Die Handlung reicht von Ende der 70er Jahre bis circa 2015, kurz bevor die Ein-Kind-Politik in China offiziell beendet wird, und umfasst das Schicksal von vier Generationen. Der Roman konzentriert sich jedoch nicht auf Probleme sehr junger Frauen in der Provinz. Er zeigt Chinas Wandel von einer Kultur, in der die Gemeinschaft stets Vorrang vor persönlichen Wünschen hatte, zur aufstrebenden Wirtschaftsmacht, in der - für die Geschwister Chu nicht vorhersehbar - Phantasie und Geschäftstüchtigkeit gefragt war. Wie sie sich mit Fleiß und Mut durchschlagen, komponiert Sheng Keyi zu einem komplexen Familienroman. Vorkenntnisse über chinesische Sitten können den Lesegenuss erheblich steigern.
Rezension zu "Die Gebärmutter" von Sheng Keyi, übersetzt von Frank Meinshausen.
Mir fällt es schwer, meine Gedanken in eine Rezension zu verfassen. Die Geschichte fand ich keinesfalls schlecht, aber es ist auch nicht besonders viel passiert. Ich habe lange auf DIESEN Moment gewartet, aber für mich kam er leider nicht.
"Eine Frau hat zu ihrer Gebärmutter ein Leben lang eine enge Verbindung, sie ist das Barometer der weiblichen Gesundheit." - S. 317.

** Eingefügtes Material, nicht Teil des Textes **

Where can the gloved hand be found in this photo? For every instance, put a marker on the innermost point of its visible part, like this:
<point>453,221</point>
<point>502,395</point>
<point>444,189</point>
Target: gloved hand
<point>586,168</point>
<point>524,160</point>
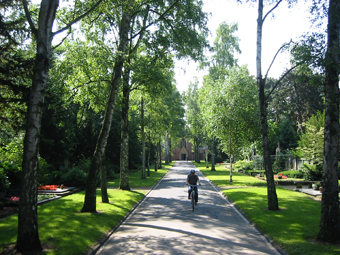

Mir persönlich waren es zu viele Namen und trotz des Stammbaums zu Beginn des Buchs kam ich regelrecht durcheinander. Teilweise dachte ich wieder, es wären Schreibfehler vorhanden (Yu, Yun und Yue sind Namen von 3 Schwestern). Die Geschichte wurde mir auch etwas zu wirr erzählt. Oftmals haben mir Zeitangaben gefehlt. Im Laufe des Buchs wurde das für mich aber deutlich klarer, zu welcher Zeit die Geschichte nun spielt.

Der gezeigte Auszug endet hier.